Aku bersaksi bahwa Ahmad seorang utusan dari Allah Pencipta manusia.
Seandainya usiaku dipanjangkan sampai ke zamannya, tentulah aku menjadi
pembantunya dan sebagai saudara sepupunya. Tentu pula aku akan berjihad
dengan pedang melawan semua musuhnya, dan aku akan melenyapkan semua hal
yang menyusahkan hatinya.
Ibnu Abud Dunia telah meriwayatkan bahwa di masa Islam pernah dilakukan
suatu penggalian terhadap sebuah kuburan kuno di kota Sana' dan ternyata
mereka menjumpai dua jenazah wanita yang keduanya masih utuh. Di dekat
kepala masing-masing terdapat lempengan perak yang ditulis dengan emas,
menyebutkan bahwa ini adalah kuburan Huyay dan Tamis, yang menurut
riwayat lain menyebutkan Huyay dan Tumadir; keduanya adalah anak
perempuan Tubba' mereka berdua meninggal dunia dalam keadaan beragama
Tauhid, yakni telah bersaksi bahwa tidak ada Tuhan yang wajib disembah
selain Allah dan keduanya tidak pernah mempersekutukan Allah dengan
sesuatu pun. Begitu pula yang dipegang teguh oleh orang-orang saleh yang
ada di masanya hingga mereka meninggal. Telah kami ceritakan pula di
dalam tafsir surat Saba Syair Saba' mengenai hal tersebut.

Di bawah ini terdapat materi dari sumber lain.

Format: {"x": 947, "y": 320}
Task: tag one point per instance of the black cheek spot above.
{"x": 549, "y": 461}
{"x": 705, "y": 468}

Qatadah mengatakan, telah diceritakan kepada kami bahwa Ka'b pernah
mengatakan tentang Tubba' dia adalah seorang lelaki saleh. Allah telah
mencela perbuatan kaumnya, tetapi dia tidak dicela. Dan Ka'b mengatakan
bahwa Aisyah r.a. pernah mengatakan, "Janganlah kalian mencela Tubba',
karena sesungguhnya dia adalah seorang yang saleh."
وَقَالَ ابْنُ أَبِي حَاتِمٍ: حَدَّثَنَا أَبُو زُرْعَة، حَدَّثَنَا
صَفْوَانُ، حَدَّثَنَا الْوَلِيدُ، حَدَّثَنَا عَبْدُ اللَّهِ بن لَهِيعَة
عَنْ أَبِي زُرْعَة -يَعْنِي عَمْرَو بْنَ جَابِرٍ الْحَضْرَمِيَّ-قَالَ:
سَمِعْتُ سَهْلَ بْنَ سَعْدٍ السَّاعِدِيَّ يَقُولُ: قَالَ رَسُولُ اللَّهِ
صَلَّى اللَّهُ عَلَيْهِ وَسَلَّمَ: "لَا تَسُبُّوا تُبَّعًا؛ فَإِنَّهُ
قَدْ كَانَ أَسْلَمَ".
Ibnu Abu Hatim mengatakan, telah menceritakan kepada kami Abu Zar'ah,
telah menceritakan kepada kami Safwan, telah menceritakan kepada kami
Al-Walid, telah menceritakan kepada kami Abdullah ibnu Lahi'ah, dari Abu
Zar'ah (Yakni Amr ibnu Jabir Al-Hadrami) yang telah mengatakan bahwa ia
pernah mendengar Sahl ibnu Sa'd As-Sa'idi r.a. mengatakan bahwa
Rasulullah Saw. pernah bersabda: Janganlah kalian mencaci Tubba', karena
sesungguhnya dia adalah orang yang telah masuk Islam.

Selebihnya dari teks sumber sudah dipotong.